After more than seven months in an Immigration and Customs Enforcement (ICE) detention center, a gay Venezuelan man who is HIV-positive, Jesus Rodriguez Mendoza, staged a seven-day hunger strike in protest of his inhumane treatment. He didn’t eat from Thursday, November 30, until late on Thursday, December 7, when, feeling desperately weak and finding blood in his stool, he decided to pause his strike. Medical staff also told him that they were going to start force-feeding him on the following day. Among his complaints to ICE, the agency that runs the El Paso Processing Center (EPPC) where Mendoza is housed, are discrimination based on sexual preference and medical condition, lack of access to necessary and life-saving medication, prolonged detention, and near-complete disregard from his deportation officer, who he saw for the first time only after he began his hunger strike. Besides the single short visit with his deportation officer, he has not been contacted by any ICE officials since he began his strike. If Mendoza doesn’t get notice on his parole petition by December 24, he vows to stop eating again.

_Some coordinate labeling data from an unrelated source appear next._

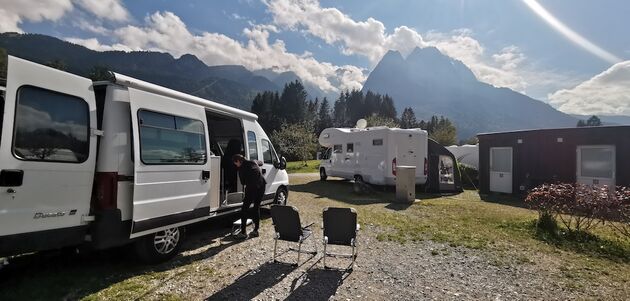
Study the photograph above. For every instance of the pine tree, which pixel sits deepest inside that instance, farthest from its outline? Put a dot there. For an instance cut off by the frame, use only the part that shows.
(408, 119)
(324, 120)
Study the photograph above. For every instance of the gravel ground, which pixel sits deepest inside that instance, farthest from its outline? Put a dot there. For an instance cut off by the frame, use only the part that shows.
(383, 271)
(215, 267)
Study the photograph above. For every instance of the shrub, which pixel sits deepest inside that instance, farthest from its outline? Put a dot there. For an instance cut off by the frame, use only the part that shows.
(580, 207)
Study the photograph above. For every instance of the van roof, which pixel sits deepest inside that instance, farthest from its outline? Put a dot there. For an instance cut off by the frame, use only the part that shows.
(131, 82)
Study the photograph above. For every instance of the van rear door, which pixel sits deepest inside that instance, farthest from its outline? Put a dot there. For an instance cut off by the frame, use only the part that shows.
(171, 165)
(47, 156)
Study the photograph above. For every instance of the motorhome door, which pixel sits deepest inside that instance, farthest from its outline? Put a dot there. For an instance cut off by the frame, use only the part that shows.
(172, 169)
(47, 150)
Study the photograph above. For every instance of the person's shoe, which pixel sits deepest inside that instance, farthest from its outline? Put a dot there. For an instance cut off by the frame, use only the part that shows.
(240, 235)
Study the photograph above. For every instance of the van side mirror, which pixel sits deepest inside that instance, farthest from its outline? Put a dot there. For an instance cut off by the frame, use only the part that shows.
(283, 163)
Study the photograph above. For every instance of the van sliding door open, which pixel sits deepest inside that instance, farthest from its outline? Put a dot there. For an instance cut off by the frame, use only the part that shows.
(171, 161)
(47, 156)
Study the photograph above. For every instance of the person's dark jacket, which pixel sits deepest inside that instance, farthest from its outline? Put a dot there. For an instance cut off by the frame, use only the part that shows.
(251, 175)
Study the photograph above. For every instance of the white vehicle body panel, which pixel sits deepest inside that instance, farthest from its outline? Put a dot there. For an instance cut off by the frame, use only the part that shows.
(373, 152)
(57, 192)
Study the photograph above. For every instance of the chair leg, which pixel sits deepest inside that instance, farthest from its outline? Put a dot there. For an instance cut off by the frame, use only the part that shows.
(324, 259)
(275, 246)
(353, 258)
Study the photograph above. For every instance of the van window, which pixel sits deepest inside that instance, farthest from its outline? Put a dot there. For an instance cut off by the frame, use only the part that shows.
(252, 145)
(168, 139)
(51, 126)
(269, 155)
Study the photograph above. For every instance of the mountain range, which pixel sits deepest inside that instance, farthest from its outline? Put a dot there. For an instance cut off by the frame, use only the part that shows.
(229, 84)
(434, 84)
(426, 80)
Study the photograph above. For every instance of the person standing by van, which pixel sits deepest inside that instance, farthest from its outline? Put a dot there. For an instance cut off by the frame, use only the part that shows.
(251, 176)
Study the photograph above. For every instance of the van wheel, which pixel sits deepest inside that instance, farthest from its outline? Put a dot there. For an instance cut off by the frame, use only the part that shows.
(160, 246)
(358, 179)
(281, 196)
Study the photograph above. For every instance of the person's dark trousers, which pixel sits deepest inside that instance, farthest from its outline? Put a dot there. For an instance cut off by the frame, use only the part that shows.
(251, 196)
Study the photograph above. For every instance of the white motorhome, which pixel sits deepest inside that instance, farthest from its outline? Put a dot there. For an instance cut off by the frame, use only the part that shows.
(120, 161)
(372, 154)
(467, 154)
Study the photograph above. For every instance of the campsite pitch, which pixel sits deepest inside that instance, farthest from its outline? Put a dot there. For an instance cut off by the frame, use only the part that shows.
(442, 247)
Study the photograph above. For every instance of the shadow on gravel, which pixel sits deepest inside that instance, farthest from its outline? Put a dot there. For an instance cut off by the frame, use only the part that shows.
(253, 282)
(504, 199)
(344, 191)
(317, 284)
(64, 275)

On December 4, four days into his hunger strike, Mendoza wrote in a letter to his advocates: “In the first six months that I have been detained at the El Paso Processing Center, I have made twenty-five requests to meet with my deportation officer, Officer Valencia, and all have been denied or ignored. My two previous requests for parole have been denied and it is still not clear to me why.” His attorney, Linda Rivas, from the El Paso-based Las Americas Immigrant Advocacy Center, helped him file his third petition for parole, which is currently under consideration.
Originally from Venezuela, Mendoza spent 10 years living in the United States, in the Miami and New York City areas, working in online advertising on multiple visas. He has also lived in the UK, has no deportations from the US, did not overstay any of his visas, and has never committed an immigration violation. In 2006, he returned to Venezuela, where he worked in IT for the opposition party’s presidential candidate, Henrique Capriles, who in 2012 ran against and lost to the late Hugo Chávez. Because of strong anti-homosexual sentiment in Venezuela, he mostly hid his sexuality, and struggled to treat his HIV. “I never got any medicine from the government,” he told me in a phone call. Originally diagnosed in 2002, while in Venezuela he received his medication from friends abroad. After a while, no longer able to sustainably self-import his medication, he registered to receive treatment in Venezuela, but was told he was not a priority; his health began to deteriorate. At the same time, he began receiving threatening letters, referencing the fact that he was HIV positive—he suspected them to be from government supporters—and was followed on multiple occasions.
Feliciano Reyna, the founder of Acción Solidaria, a Venezuelan nonprofit that helps HIV-infected people access treatment, explained to me that it was exactly in these years, 2012 to 2013, when the health crisis for Venezuelans with HIV and AIDS began, with severe shortages of anti-retroviral drugs, condoms, and HIV-testing agents. Reyna also described pervasive discrimination against those with HIV in the Venezuelan health system.
Fearing for his safety and his health, Mendoza fled the country, first to Mexico, where he worked on a visa, and finally to the United States. He presented himself at the Ysleta, Texas border crossing on April 28, 2017, and requested asylum. His attorney explained that he has a dual asylum claim—both political and based on his discrimination because of his sexual orientation—calling it a “viable claim.”